Sa voix s'était faite si douce que l'enfant ne put se retenir de lever les yeux. Son tendre petit cœur était visiblement remué de sentiments contradictoires, et comme elle ne savait pas mentir, elle répondit avec une simplicité touchante:

— «C'est que je serai grondée quand je raconterai que nous nous sommes parlé... Maman n'aime pas que je cause comme l'autre soir...»

— «Hé bien!» dit Henriette, «il faut obéir à votre maman... Adieu!» Elle savait ce qu'elle voulait savoir et elle n'était pas plus avancée! Que Mme Raffraye interdît à sa fille toute familiarité avec des étrangers, quel rapport y avait-il entre cette défense trop naturelle et le départ de Francis? Elle ne se doutait guère qu'elle avait été trop bien servie par son funeste instinct en voulant à tout prix se rapprocher d'Adèle. Elle allait l'apprendre trop tôt.
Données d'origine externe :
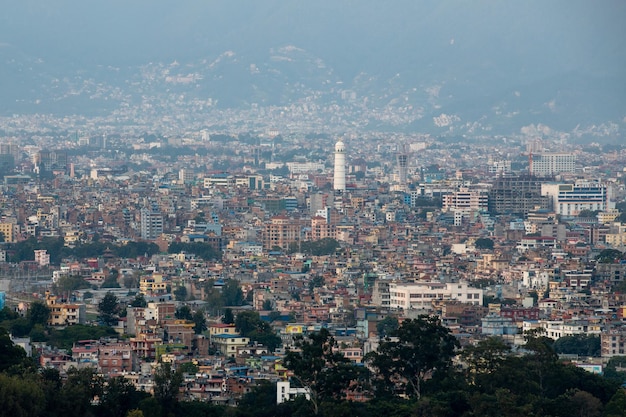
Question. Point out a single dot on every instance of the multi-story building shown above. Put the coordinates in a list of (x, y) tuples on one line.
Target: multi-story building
[(613, 342), (281, 231), (517, 194), (151, 224), (8, 232), (421, 295), (466, 200), (571, 199), (116, 358), (42, 257), (62, 314), (547, 164)]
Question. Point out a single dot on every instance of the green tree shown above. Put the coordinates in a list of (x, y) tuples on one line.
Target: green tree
[(228, 317), (38, 313), (80, 389), (10, 354), (139, 301), (583, 345), (326, 373), (616, 407), (232, 294), (188, 368), (119, 397), (183, 313), (111, 282), (249, 324), (485, 359), (21, 397), (387, 326), (609, 256), (420, 348), (484, 243), (199, 320), (108, 308), (65, 338), (180, 293), (70, 283)]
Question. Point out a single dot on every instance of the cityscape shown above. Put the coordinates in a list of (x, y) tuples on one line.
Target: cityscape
[(172, 244)]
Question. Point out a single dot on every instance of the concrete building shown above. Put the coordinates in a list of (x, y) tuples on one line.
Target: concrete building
[(547, 164), (285, 392), (280, 231), (466, 200), (421, 295), (151, 224), (339, 177), (571, 199), (517, 194)]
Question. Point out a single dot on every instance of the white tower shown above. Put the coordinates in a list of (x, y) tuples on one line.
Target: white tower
[(339, 180)]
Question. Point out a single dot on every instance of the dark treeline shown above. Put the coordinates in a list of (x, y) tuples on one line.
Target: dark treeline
[(420, 371), (24, 251)]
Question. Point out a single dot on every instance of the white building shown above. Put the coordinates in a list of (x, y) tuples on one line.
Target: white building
[(285, 392), (304, 167), (42, 257), (151, 224), (339, 177), (571, 199), (420, 295), (545, 164)]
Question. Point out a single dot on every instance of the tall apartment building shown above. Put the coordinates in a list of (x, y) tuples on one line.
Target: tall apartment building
[(571, 199), (8, 231), (547, 164), (151, 224), (421, 295), (517, 194), (466, 200), (280, 231)]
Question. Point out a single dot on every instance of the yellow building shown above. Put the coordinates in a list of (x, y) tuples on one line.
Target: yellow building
[(62, 314), (8, 231), (153, 284)]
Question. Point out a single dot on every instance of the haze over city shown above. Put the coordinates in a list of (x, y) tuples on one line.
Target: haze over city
[(312, 208)]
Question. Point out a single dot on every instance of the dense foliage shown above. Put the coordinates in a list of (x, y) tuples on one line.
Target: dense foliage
[(421, 370), (24, 250)]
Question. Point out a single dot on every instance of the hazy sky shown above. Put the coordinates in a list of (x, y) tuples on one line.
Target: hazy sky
[(556, 35)]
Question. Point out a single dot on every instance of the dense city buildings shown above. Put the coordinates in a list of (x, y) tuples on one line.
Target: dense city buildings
[(304, 236)]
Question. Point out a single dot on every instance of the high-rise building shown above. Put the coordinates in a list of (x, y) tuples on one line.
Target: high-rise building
[(151, 224), (571, 199), (280, 232), (339, 179), (517, 194), (546, 164), (402, 159)]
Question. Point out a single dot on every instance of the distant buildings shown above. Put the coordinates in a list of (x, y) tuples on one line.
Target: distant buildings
[(548, 164), (339, 178), (570, 199), (151, 224)]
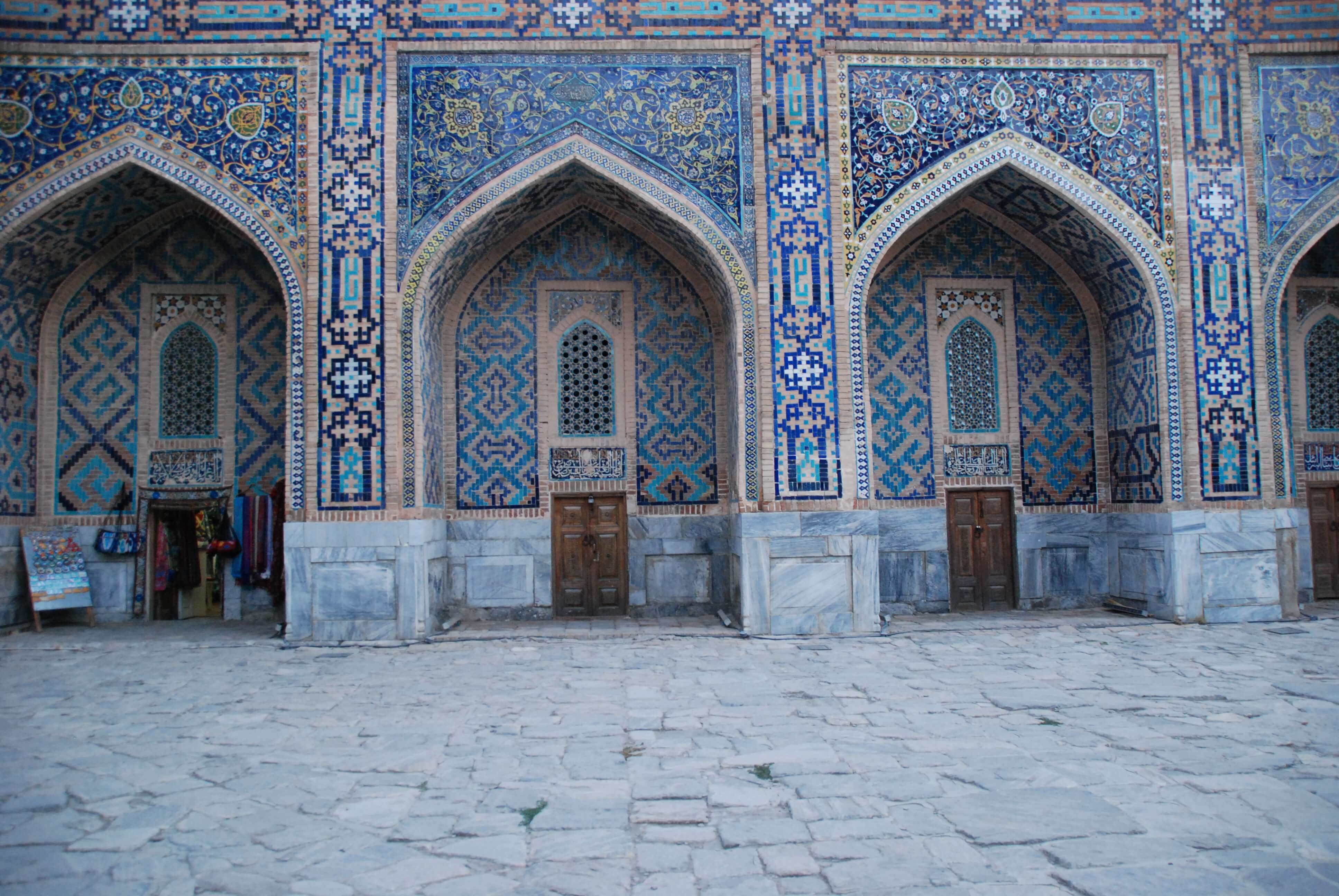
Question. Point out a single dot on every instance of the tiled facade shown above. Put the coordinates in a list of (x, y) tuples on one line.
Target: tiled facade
[(1147, 177)]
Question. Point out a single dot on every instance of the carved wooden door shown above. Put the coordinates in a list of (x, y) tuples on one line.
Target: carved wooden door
[(981, 550), (590, 556), (1325, 542)]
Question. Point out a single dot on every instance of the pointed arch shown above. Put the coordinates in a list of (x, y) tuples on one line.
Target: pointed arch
[(954, 177), (188, 367), (460, 234), (1287, 259), (128, 152), (1321, 354)]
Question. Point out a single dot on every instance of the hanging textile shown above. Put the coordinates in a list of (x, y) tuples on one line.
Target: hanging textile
[(276, 544), (241, 563), (188, 555), (163, 558)]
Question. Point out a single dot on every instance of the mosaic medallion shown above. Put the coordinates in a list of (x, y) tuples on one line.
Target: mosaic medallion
[(1107, 118), (900, 117), (14, 118), (586, 464), (950, 302), (132, 94), (586, 382), (247, 120), (977, 460)]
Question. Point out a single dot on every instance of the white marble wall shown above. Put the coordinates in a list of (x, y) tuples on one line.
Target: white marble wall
[(361, 580), (110, 579), (808, 574)]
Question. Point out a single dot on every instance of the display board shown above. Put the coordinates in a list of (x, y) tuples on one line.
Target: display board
[(57, 574)]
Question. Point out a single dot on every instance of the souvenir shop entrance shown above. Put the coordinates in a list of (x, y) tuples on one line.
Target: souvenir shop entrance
[(187, 578), (216, 559)]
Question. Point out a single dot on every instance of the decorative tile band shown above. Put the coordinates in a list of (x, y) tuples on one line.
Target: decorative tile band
[(977, 460), (203, 467), (1275, 363), (587, 464), (950, 302), (1322, 457), (562, 302), (168, 307), (135, 153), (952, 177)]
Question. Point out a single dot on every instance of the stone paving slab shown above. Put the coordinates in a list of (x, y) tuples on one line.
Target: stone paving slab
[(991, 756)]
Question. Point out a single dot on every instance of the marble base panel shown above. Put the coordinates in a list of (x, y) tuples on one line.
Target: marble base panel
[(806, 574)]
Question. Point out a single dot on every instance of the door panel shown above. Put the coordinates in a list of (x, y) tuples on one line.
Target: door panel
[(995, 550), (570, 519), (1325, 543), (962, 528), (591, 570), (981, 550)]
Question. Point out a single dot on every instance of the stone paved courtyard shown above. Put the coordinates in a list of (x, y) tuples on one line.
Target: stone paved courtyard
[(1095, 756)]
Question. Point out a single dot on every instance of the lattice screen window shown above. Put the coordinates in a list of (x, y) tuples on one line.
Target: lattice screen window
[(973, 381), (1323, 375), (189, 385), (586, 382)]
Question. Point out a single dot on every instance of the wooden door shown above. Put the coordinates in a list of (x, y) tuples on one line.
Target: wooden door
[(590, 556), (1325, 542), (981, 550)]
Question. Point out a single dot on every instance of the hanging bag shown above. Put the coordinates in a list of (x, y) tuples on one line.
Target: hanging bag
[(110, 538), (228, 545)]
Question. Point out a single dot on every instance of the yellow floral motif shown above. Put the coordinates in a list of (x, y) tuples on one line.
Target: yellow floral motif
[(462, 117), (247, 120), (687, 116), (14, 118), (1315, 118)]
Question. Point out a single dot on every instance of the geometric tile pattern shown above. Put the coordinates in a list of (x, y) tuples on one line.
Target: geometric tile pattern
[(907, 118), (354, 45), (1299, 128), (1128, 322), (563, 184), (977, 460), (496, 367), (677, 416), (100, 381), (900, 409), (1053, 360), (1322, 361), (678, 117), (973, 380), (1224, 363), (806, 461), (1313, 298), (33, 264), (188, 402), (176, 468)]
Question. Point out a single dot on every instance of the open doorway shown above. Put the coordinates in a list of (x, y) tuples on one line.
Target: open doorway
[(188, 579)]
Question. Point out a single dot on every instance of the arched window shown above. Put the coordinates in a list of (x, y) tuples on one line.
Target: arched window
[(586, 382), (973, 385), (1323, 375), (188, 397)]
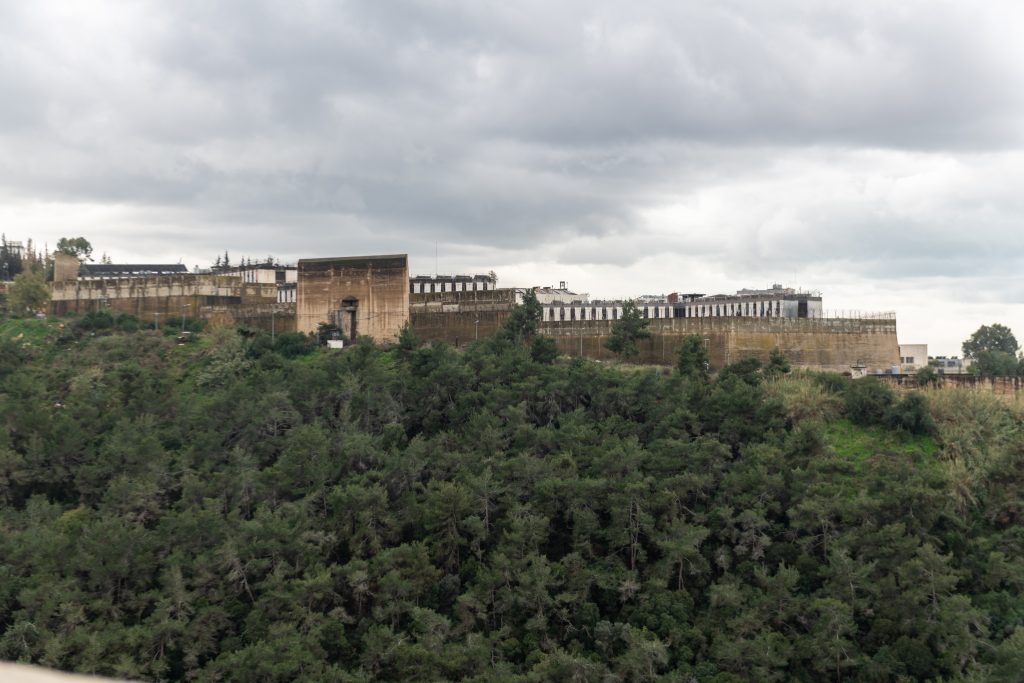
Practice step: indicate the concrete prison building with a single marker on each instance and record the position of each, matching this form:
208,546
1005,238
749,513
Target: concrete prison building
361,295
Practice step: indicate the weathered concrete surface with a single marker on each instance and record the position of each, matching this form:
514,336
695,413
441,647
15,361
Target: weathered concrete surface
267,316
159,295
459,317
368,293
827,344
17,673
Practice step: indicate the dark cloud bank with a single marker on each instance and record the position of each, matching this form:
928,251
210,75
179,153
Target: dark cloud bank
763,136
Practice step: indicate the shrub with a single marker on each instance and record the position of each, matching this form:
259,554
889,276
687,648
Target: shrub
911,415
867,400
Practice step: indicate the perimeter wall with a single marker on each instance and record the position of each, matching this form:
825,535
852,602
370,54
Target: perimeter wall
459,317
219,299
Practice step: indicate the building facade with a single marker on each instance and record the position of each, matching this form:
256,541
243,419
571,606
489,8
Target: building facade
438,284
361,295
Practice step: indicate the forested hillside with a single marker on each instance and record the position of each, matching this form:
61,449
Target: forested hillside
245,509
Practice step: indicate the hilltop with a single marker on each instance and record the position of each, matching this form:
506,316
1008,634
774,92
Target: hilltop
245,508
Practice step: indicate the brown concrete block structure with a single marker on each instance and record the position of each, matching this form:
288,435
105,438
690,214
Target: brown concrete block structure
365,296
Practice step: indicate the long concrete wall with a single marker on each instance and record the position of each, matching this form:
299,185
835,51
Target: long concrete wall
266,316
159,296
371,292
826,344
838,345
459,317
1006,387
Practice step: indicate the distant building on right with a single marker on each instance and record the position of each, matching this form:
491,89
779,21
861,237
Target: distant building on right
950,365
912,357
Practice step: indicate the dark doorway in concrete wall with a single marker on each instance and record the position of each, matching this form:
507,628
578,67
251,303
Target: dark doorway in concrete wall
345,317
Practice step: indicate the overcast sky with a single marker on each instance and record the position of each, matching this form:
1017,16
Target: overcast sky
868,150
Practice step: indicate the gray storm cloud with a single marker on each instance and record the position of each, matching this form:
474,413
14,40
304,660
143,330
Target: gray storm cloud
751,137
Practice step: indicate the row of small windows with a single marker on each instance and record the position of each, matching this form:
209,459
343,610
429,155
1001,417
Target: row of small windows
748,308
431,288
756,309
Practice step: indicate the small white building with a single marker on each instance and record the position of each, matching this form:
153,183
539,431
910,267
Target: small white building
949,366
912,357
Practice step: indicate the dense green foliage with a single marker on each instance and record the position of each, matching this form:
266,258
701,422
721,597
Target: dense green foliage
242,508
993,337
994,351
27,294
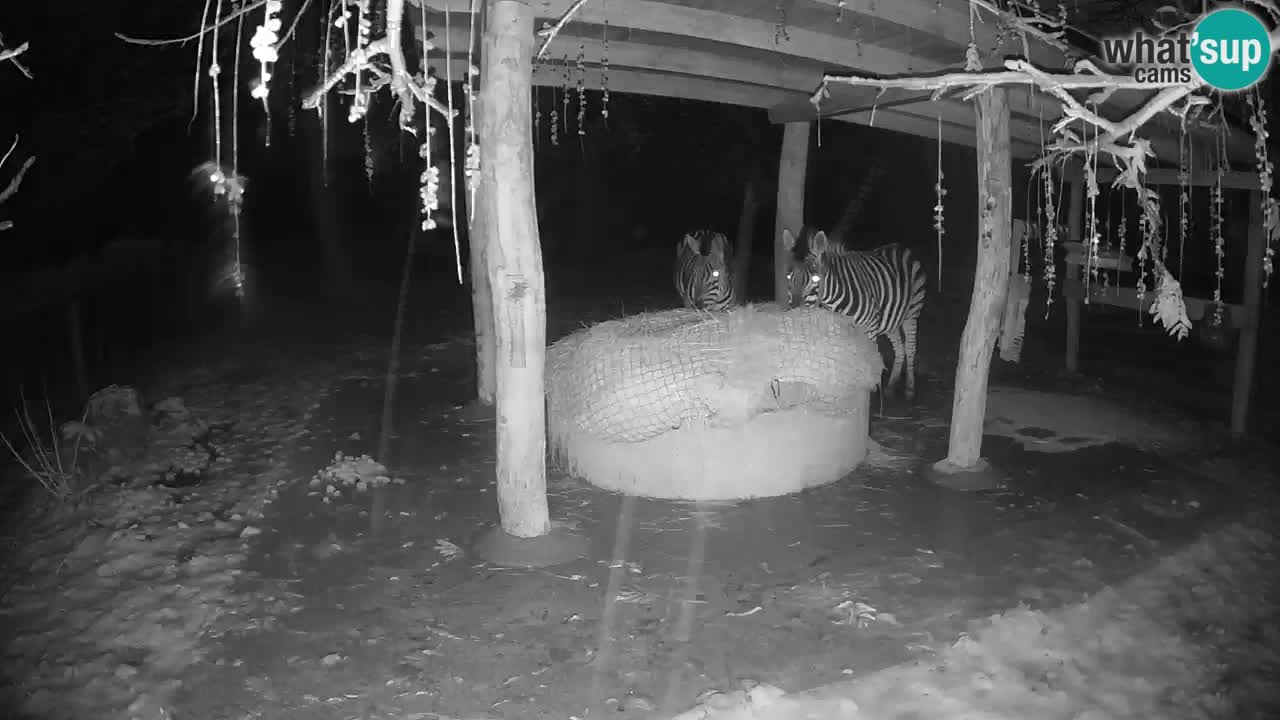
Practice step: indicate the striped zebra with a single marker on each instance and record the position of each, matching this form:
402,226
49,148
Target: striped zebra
703,270
882,290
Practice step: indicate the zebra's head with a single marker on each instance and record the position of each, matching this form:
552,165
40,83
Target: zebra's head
807,268
713,246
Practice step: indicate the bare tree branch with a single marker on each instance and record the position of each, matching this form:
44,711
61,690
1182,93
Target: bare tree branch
10,54
243,10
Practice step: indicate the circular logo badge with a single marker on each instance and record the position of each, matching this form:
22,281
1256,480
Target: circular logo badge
1230,49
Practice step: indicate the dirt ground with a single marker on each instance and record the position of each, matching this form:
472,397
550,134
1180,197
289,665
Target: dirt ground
1127,559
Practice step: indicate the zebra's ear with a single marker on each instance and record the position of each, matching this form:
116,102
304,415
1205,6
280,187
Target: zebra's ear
717,246
818,244
789,241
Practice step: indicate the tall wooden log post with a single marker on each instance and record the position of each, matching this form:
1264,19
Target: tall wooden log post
517,292
1074,235
792,164
964,466
1246,351
745,240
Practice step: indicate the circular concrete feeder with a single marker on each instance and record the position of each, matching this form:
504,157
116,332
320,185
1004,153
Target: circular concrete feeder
690,405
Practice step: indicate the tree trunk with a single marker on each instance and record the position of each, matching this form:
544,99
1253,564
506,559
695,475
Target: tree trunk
991,279
481,300
745,240
1074,233
1247,350
792,163
515,265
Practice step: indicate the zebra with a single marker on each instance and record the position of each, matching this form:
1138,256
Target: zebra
882,290
703,277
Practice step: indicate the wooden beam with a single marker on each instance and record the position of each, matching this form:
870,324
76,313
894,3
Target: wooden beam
656,83
990,286
949,21
1232,180
754,68
1022,132
1247,350
927,127
1074,233
792,165
722,28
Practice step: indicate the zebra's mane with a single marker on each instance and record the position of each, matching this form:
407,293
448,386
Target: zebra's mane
704,238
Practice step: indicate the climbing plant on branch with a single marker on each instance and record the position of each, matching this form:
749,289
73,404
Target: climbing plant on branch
7,191
1086,133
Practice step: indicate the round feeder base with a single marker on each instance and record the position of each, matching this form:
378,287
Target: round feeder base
557,547
773,454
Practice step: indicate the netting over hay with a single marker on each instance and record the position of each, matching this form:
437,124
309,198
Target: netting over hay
635,378
686,404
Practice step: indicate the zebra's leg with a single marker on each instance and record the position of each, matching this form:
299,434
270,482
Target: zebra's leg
895,340
910,327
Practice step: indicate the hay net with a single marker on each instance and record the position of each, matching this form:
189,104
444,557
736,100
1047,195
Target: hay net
635,378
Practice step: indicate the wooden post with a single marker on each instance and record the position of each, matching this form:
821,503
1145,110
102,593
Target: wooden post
745,240
481,300
515,263
1074,233
792,163
1246,352
990,286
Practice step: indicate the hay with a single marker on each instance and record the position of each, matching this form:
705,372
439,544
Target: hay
757,459
635,378
691,405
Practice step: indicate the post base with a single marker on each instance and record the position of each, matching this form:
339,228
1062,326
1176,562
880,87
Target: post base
976,478
557,547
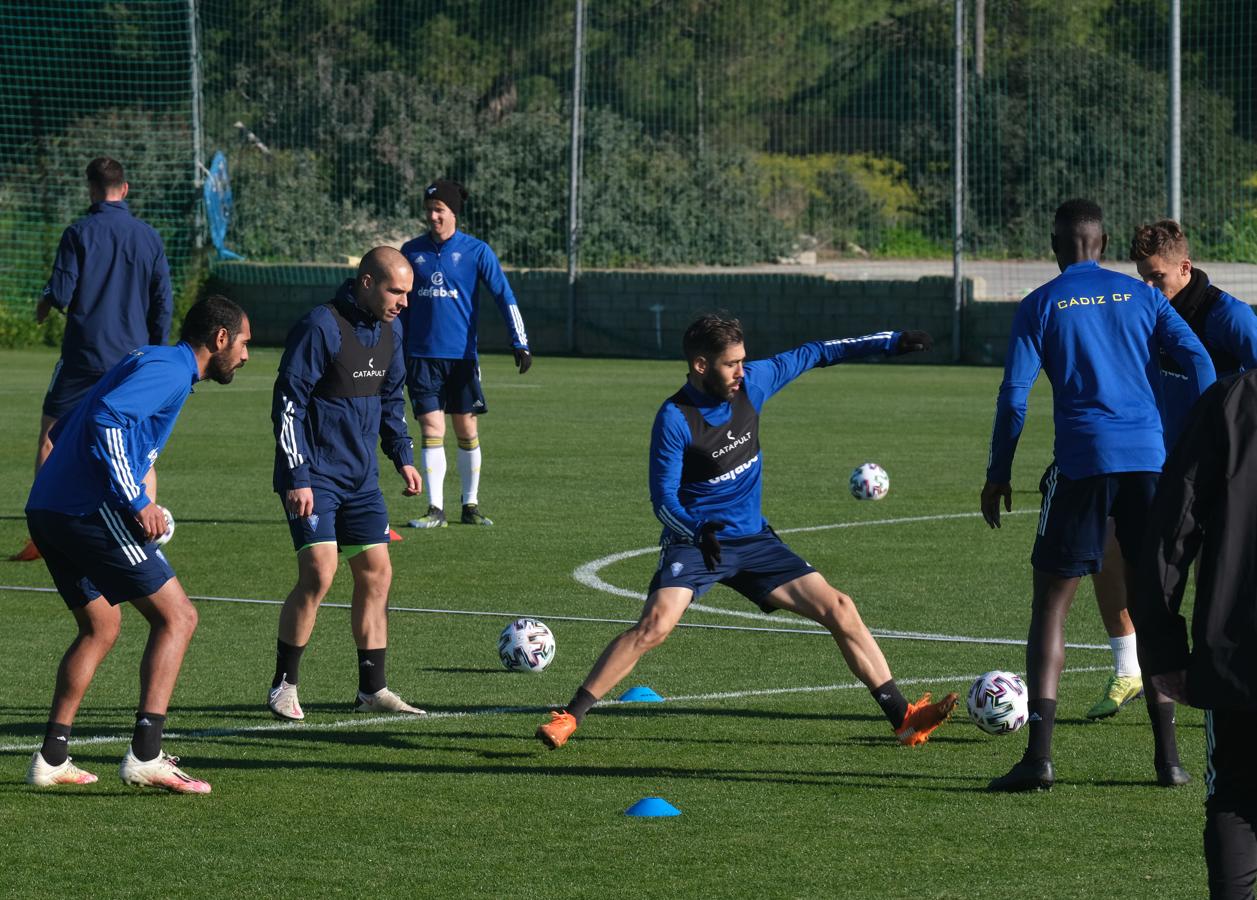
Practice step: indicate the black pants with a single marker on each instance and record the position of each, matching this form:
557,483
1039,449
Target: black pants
1231,803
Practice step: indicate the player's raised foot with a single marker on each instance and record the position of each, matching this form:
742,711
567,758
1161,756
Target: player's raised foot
433,518
923,717
556,732
42,774
1172,776
283,702
1028,774
1120,690
384,700
472,515
162,772
28,553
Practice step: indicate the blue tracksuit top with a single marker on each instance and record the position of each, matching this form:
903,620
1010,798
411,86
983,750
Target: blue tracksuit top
331,441
103,449
684,508
1229,326
440,321
1096,333
112,280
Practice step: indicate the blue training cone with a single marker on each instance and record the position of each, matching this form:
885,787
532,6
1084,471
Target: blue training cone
653,806
640,694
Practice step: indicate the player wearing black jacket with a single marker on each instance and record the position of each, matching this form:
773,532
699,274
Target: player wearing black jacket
1207,505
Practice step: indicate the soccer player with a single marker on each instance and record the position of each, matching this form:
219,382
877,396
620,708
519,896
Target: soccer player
340,389
1095,332
112,280
1228,331
443,372
1207,507
705,473
94,524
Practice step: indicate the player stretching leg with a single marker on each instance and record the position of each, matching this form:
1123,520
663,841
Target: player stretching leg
340,389
705,488
94,526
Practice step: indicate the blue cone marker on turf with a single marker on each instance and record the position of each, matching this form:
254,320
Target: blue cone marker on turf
653,806
640,694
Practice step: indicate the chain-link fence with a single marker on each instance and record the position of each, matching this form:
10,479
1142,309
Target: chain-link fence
712,132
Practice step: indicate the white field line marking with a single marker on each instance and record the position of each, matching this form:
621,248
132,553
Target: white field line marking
889,635
360,722
588,576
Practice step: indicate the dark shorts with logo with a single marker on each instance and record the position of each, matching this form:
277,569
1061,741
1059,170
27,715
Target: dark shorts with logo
99,553
445,385
68,386
347,519
1074,519
754,567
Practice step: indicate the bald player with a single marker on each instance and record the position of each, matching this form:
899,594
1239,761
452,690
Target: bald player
340,385
1096,334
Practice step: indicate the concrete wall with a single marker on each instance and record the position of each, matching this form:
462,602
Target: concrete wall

Comme elle faisait mine de s'en aller après avoir répété: «Adieu!» la douce petite lui prit la main comme pour la retenir quelques secondes encore, et elle lui dit avec une insistance câline:

— «Vous êtes fâchée?...»

— «Pas du tout,» répondit Henriette avec «un sourire un peu forcé.

— «Si, vous êtes fâchée,» insista l'enfant. Puis, après une hésitation, elle ajouta: «Il ne faut pas en vouloir à maman. Elle ne vous connaissait pas... Maintenant ce sera peut-être changé,» et tendrement: «alors j'aimerais bien être votre amie...»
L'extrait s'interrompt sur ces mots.